TV Tropes has suggestions on how to write Steampunk:
"Steampunk", of course, suggests steam-driven technology, so you will need to include this in your story. In a broader sense, steampunk also usually refers to a general attitude and aesthetic around that of the nineteenth century, incorporating the styles and fashions, attitudes and politics. This means, of course, that your story will either be set at some point within the Industrial Revolution or the nineteenth century, an Alternate History which spun off from this point or another world which is based on these stylings....Steampunk tends to run on Rule Of Cool; in actuality, a lot of steampunk technologies (particularly those which attempt to replicate modern technologies such as the computer) would have been massive, consumed unsustainable amounts of fuel and would probably have ultimately been unworkable (there's a reason in real life the human race switched from steam to oil and gas). This, of course, does not mean that your story cannot work — it does, however, mean that you need to make sure you get the reader's Willing Suspension of Disbelief on side. In general, as it's such a fantastic genre, the audience will accept quite a lot — but this does not mean they will accept absolutely anything.Steampunk is also an aesthetic. Technology affects the world around us in great ways, and a world based on steampunk technologies would be quite different in terms of politics, attitudes, fashions, etc. You need to keep this in mind; your reader will not be convinced if you simply transplant modern society with a slightly steampunk makeover.

I attempted my own list of tropes or requirements for Steampunk before I began research so lets see how mine compares:

  • Steam powered engines: train, dirigible, ornithopter, etc
  • Above, either biomimickry or loud, clanky, dirty, dangerous massive machines
  • Victorian settings, styles, classes: nobility travel with huge amounts of luggage and servants,combination of guns and swords, repressed emotions and sexuality, flowing booze and copious amounts of food
  • Brass, steel, leather, wood construction, goggles and gears
  • Magic or Magic/science - Mesmer's hypnosis, Frankenstein, ouija boards.

Added the next day:
Boingboing reviews a book on Steampunk Device making.  Amazon link here.

Added March 14, 2014, Steampunk 101.

Friday, July 5, 2013

TWIC: how to- list, marketing and profitable blogging

Behance (via lifeblogger), has a list of 29 ways to stay creative.  The ideas are good but not profound.  The list shines in its presentation, which is one of my weaknesses.  The list covers a few things I am good at but mostly omits the work of creativity, which is another of my weaknesses.  #29 is Finish Something.
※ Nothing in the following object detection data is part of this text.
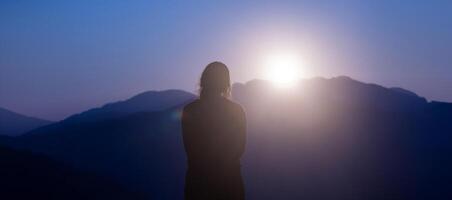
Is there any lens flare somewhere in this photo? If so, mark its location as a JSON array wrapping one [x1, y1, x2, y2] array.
[[265, 54, 301, 87]]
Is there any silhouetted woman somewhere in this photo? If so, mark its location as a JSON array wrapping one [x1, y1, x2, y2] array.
[[182, 62, 246, 200]]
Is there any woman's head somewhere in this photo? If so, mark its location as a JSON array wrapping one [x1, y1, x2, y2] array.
[[200, 62, 231, 98]]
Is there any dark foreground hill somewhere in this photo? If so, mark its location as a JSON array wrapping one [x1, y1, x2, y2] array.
[[0, 147, 145, 200], [0, 108, 52, 136], [5, 77, 452, 200]]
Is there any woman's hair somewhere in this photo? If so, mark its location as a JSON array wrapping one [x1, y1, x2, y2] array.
[[199, 62, 231, 99]]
The actual work of making or writing the dang thing.

A.C.F. Crawford, author of Sailor of the Skysea, has given me his book on digital format asked me to read and review it on Goodreads.  This is part of his marketing strategy.  Many authors are now offering a few of their first books for free to build up a readership before actually trying to sell one.  Scott Sigler (Wikipedia) is the one I'm most familiar with.  Even established publishers do this now with Baen offering the first book of several series' to get people interested in their worlds. Well, Baen is using the technique to re-introduce older authors and series. I like the idea except that it means even more work before seeing that first paycheck.  Self-publishing is a scary gig.

In the above two examples, I've discussed my aversion to work.  Colin Schultz's post appears, at first, to be more my style.  He describes how he writes each blog post in one hour and gets paid well for it.  On the other hand, he had to earn his chops (is that the right metaphor?) before he was offered a blogging position at the Smithsonian.  He specifically says that nobody he knows makes money with Google Ads and Wordpress or Blogger.

The core of his post is how to be successful at science blogging and this paragraph introduces all the elements:
Now, those two goals: to be right, and to be original, run smack into the biggest and most important constraint in this kind of quick turn-around blogging: time.